How can one summarize five short days spent along the west coast of Ireland? Interesting and evocative. We learned much about Irish history, key figures in that history, the long standing clashes between England and Ireland, and the many tragic results of those clashes. We now understand some of the geography and can picture this part of Ireland in our mind's eye. We have a feeling for Gaelic and its role as the purest current form of the ancient Celt language. We experienced only a little of the wonderfully rich Irish music and literature, but can see why both are important and continue to enrich the world experience.

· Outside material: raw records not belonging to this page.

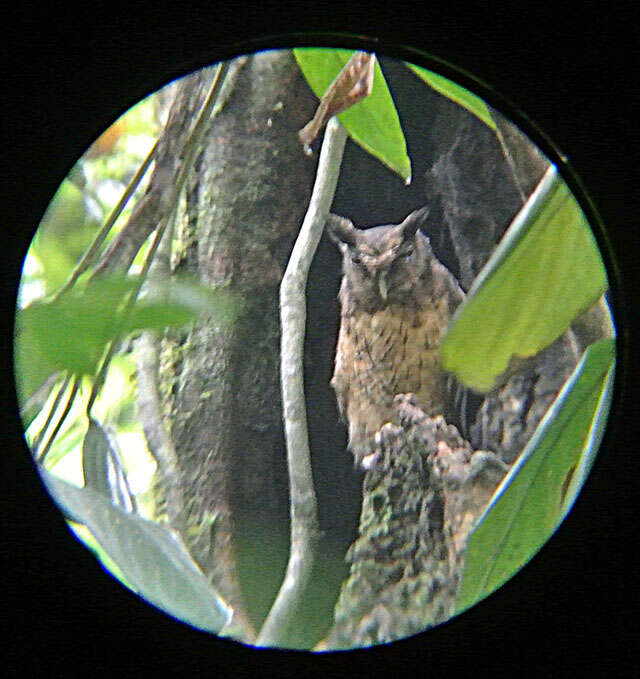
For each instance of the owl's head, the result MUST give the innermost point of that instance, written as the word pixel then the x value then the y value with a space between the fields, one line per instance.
pixel 382 264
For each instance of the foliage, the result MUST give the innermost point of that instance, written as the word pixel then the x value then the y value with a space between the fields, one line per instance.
pixel 373 123
pixel 456 93
pixel 72 332
pixel 546 270
pixel 532 499
pixel 151 558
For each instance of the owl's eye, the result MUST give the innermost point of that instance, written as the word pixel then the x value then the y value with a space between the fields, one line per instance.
pixel 406 255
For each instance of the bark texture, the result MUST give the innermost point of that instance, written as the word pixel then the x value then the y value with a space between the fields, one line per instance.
pixel 244 204
pixel 432 481
pixel 420 501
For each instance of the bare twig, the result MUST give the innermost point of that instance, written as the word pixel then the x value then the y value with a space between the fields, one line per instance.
pixel 42 454
pixel 304 521
pixel 353 83
pixel 190 147
pixel 164 186
pixel 93 248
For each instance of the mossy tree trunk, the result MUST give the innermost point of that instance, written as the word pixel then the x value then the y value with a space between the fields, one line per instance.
pixel 245 200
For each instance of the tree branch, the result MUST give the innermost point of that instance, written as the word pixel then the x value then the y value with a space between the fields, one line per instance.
pixel 304 521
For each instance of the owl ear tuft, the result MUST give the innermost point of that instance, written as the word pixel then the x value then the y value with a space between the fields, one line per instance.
pixel 413 221
pixel 341 230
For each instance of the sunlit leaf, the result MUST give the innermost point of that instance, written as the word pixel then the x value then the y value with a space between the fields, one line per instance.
pixel 151 558
pixel 546 270
pixel 72 332
pixel 531 501
pixel 456 93
pixel 373 122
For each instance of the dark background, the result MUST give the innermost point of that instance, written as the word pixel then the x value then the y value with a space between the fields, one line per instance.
pixel 70 76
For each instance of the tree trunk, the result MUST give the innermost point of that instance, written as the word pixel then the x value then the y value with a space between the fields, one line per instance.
pixel 244 203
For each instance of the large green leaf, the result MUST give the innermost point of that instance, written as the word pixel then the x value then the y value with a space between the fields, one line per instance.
pixel 71 332
pixel 456 93
pixel 373 122
pixel 152 558
pixel 546 270
pixel 532 499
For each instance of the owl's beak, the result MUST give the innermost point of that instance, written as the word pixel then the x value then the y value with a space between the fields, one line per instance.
pixel 382 284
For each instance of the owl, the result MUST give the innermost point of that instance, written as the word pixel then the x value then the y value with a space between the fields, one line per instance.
pixel 396 301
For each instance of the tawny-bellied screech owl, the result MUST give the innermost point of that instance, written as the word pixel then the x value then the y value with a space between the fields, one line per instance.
pixel 396 302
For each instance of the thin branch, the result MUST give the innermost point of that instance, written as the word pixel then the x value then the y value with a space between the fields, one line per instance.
pixel 190 147
pixel 91 251
pixel 72 394
pixel 54 407
pixel 304 521
pixel 164 186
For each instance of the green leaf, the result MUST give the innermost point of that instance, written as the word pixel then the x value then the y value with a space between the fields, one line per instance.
pixel 456 93
pixel 152 559
pixel 373 123
pixel 546 270
pixel 72 332
pixel 532 499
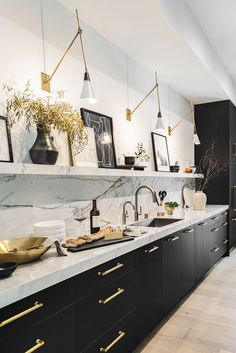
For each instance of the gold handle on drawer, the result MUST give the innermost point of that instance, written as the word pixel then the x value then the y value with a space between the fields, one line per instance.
pixel 111 270
pixel 152 250
pixel 121 335
pixel 36 306
pixel 172 239
pixel 215 230
pixel 215 249
pixel 105 301
pixel 39 344
pixel 187 231
pixel 203 224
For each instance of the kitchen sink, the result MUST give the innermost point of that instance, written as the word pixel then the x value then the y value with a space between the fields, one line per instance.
pixel 156 222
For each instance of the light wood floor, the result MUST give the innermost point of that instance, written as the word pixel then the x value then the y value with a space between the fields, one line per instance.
pixel 206 321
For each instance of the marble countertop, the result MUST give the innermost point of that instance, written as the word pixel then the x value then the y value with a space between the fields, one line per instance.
pixel 52 269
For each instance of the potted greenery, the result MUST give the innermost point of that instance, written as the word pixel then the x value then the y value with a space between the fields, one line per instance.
pixel 45 113
pixel 170 206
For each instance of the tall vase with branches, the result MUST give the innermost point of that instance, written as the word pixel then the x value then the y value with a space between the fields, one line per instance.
pixel 211 168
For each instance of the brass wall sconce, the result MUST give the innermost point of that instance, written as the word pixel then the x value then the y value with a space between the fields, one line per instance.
pixel 87 91
pixel 130 112
pixel 196 140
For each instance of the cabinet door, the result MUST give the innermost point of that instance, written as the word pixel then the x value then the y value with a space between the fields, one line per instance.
pixel 201 250
pixel 149 288
pixel 187 260
pixel 171 271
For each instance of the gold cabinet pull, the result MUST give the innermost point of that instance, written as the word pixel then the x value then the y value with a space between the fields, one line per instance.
pixel 173 239
pixel 187 231
pixel 107 300
pixel 39 344
pixel 36 306
pixel 111 270
pixel 112 344
pixel 155 248
pixel 202 224
pixel 215 249
pixel 215 229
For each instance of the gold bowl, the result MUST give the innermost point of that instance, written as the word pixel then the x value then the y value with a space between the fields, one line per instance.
pixel 23 250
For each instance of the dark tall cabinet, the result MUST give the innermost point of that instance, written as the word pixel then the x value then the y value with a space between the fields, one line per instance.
pixel 217 121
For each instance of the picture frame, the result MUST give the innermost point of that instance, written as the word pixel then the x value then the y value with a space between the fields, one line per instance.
pixel 6 153
pixel 160 152
pixel 103 133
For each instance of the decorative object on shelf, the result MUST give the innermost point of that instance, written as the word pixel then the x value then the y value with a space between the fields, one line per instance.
pixel 196 140
pixel 170 207
pixel 141 153
pixel 130 112
pixel 160 151
pixel 87 90
pixel 46 113
pixel 211 168
pixel 159 123
pixel 103 131
pixel 88 157
pixel 6 154
pixel 175 168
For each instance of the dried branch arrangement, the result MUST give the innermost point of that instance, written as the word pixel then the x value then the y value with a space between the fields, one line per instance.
pixel 210 167
pixel 47 113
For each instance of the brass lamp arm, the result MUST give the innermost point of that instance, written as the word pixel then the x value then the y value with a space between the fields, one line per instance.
pixel 129 112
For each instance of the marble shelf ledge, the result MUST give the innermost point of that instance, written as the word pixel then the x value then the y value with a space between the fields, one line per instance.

We got to meet Irish people on the street, in pubs, and at our B&Bs, but did not have time to really connect with people (unlike our experience hiking, where slow movement was an asset). Ireland is a complicated place, with much diversity and many contradictions. The ebullience of the economic expansion is gone, killed by the 2008 recession and its continuing problems in Ireland. It will be interesting to observe how Ireland copes and moves forward in the next years. In the meantime, the Irish seem to cling to their music, their language, and their dedication to the land.
I am overwhelmed by the variety of scenery and terrain that you have pictured and described. Certainly an amazing adventure. How different - and welcoming - it must have seemed to return home! Thanks again for posting this fun blog to read!